I am now going to plot PC1 against PC2 to see if there are obvious clusters before performing k-means clustering.
There are few discernible groups using just PCs 1 and 2 alongside ggplot2’s geom_bin2d function to highlight clusters. I will use k-means clustering, an unsupervised ML technique used to group these points together minimising within-cluster variance and it is an incredibly efficient and explainable algorithm. The latter point is important when sharing findings with non-technical colleagues.
What this shows us is the loadings of each of the PCs, we can see that PC1 is largely influenced by multiple of the metrics and PC2, the rest. As we expect, in cases where there is high pure_net_claims_ratio there will also be a high pure_gross_claims_ratio which matches our earlier charts. These two PC loadings agree with what we saw in the correlation matrix where there are examples of strong positive multicolinearity but no strong negative multicolinearity or indeed just colinearity.
K-means clustering is an iterative process that assigns each data point to a group (randomly at first) and are incrementally clustered based on similarities to other points. Firstly, K ‘centroids’ are positioned randomly and the data points are assigned to closest centroid (based on euclidean distance traditionally). The centroids are then repositioned based on the average position of it’s constituents and the process goes again. This process stops when the clusters do not change further.
This chart above shows us how the groups form with different values of K, due to the shape of the population (part due to cleaning outliers and using median values instead of investigating temporally) the groups begin difficult to disentangle when K > 5 when only looking at PCs 1 and 2.

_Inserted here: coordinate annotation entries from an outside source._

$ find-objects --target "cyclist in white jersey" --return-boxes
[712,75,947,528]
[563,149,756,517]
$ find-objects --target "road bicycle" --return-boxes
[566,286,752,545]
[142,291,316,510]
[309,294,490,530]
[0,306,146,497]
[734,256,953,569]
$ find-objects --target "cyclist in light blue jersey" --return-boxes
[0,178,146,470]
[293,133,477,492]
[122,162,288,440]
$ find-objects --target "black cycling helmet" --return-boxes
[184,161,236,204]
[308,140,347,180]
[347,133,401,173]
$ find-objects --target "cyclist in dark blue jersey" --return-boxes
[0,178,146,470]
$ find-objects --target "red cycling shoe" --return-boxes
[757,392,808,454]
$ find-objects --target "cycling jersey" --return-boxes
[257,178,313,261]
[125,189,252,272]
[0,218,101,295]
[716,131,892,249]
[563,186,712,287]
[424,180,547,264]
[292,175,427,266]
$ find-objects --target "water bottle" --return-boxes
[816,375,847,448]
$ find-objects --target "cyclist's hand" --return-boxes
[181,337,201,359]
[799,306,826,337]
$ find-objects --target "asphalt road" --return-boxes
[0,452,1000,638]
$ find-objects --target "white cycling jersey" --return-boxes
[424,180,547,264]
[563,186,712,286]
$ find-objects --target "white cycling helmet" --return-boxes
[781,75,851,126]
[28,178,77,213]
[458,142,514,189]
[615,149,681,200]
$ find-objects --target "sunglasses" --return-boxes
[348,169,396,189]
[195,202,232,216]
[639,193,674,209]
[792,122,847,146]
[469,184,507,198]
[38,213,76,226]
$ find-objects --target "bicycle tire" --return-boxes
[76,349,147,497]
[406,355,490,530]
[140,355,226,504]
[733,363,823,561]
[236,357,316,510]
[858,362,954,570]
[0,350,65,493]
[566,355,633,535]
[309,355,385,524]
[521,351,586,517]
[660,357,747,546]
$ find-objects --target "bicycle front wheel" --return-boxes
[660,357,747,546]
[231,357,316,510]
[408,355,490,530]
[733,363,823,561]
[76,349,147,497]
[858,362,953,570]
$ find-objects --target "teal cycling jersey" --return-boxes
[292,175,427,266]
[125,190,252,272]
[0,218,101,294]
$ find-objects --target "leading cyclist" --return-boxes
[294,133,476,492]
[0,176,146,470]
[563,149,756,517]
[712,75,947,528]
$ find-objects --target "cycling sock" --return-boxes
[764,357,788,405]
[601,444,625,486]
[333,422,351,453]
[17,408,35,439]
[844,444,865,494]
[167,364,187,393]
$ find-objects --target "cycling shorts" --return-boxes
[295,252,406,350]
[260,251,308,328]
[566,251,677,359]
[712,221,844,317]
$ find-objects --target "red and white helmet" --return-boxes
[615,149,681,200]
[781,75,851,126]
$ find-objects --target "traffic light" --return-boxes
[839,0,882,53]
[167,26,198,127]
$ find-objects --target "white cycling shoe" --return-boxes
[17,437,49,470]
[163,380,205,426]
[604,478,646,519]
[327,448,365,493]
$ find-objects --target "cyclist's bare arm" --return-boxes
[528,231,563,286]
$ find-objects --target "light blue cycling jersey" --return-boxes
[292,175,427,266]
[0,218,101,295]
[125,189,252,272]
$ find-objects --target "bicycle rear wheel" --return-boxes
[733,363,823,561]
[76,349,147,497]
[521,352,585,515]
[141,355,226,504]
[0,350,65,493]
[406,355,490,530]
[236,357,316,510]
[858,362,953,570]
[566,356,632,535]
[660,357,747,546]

There is no obvious optimal K value for grouping these columns. As WSS score reduces to a more acceptable level, there are so many groups that any inference is lost. In order for PCA to be successful in either inference or prediction the data will need a more effective clean to allow for the algorithms to be more successful. Due to my cleaning methods the dataset was reduced which diminishes the power of PCA. Nonetheless, we can provide this information to the supervisors to help inform their choice.
Once we can employ cloud technologies, this project will receive multiple advantages from integrating such tools. Utilising platforms such as Azure Data Factory, which is focused on hybrid data integration, will allow for reduced siloing of data, more effective data ingestion, smarter data pipelines and a cost-effective approach to daily batch processing.
By having a central environment where one can see all databases, like Azure Data Explorer, we reduce the issues of siloing. This enables parties to be more aware of all data the Bank collects, even if access isn’t immediately available due to security reasons. This will improve collaboration across directorships as teams find overlaps in certain workflows and will reduce duplication of data collection. This is important for my report as firstly, it grants a wider readership and benefits more parties. Secondly, it stops duplication from other colleagues due to its visibility and lastly can be considered a golden source as there is no secondary data source coming in and so can promote collaboration across the Bank.
Azure Data Factory will also allow stronger data quality assurance processes as data ingestion will go through this system and outliers or misreported data are more likely to be flagged meaning that my published report can be trusted.
For daily batch processing, the data is ingested and checked by Azure Data Factory. This is then loaded using custom ELT pipelines into the report hosted on a cloud platform that is scheduled to update every morning. We can then monitor this process and identify any issues that we may need to resolve. Overall, hosting the report on a cloud server reduces the requirement for manual processes from myself or other colleagues allowing us to focus on new projects and targets thus increasing productivity. As we have outsourced ingestion and server services, we can save costs and have increased confidence that the servers and databases will be consistently available without outages or issues that arise from internal key-person risks.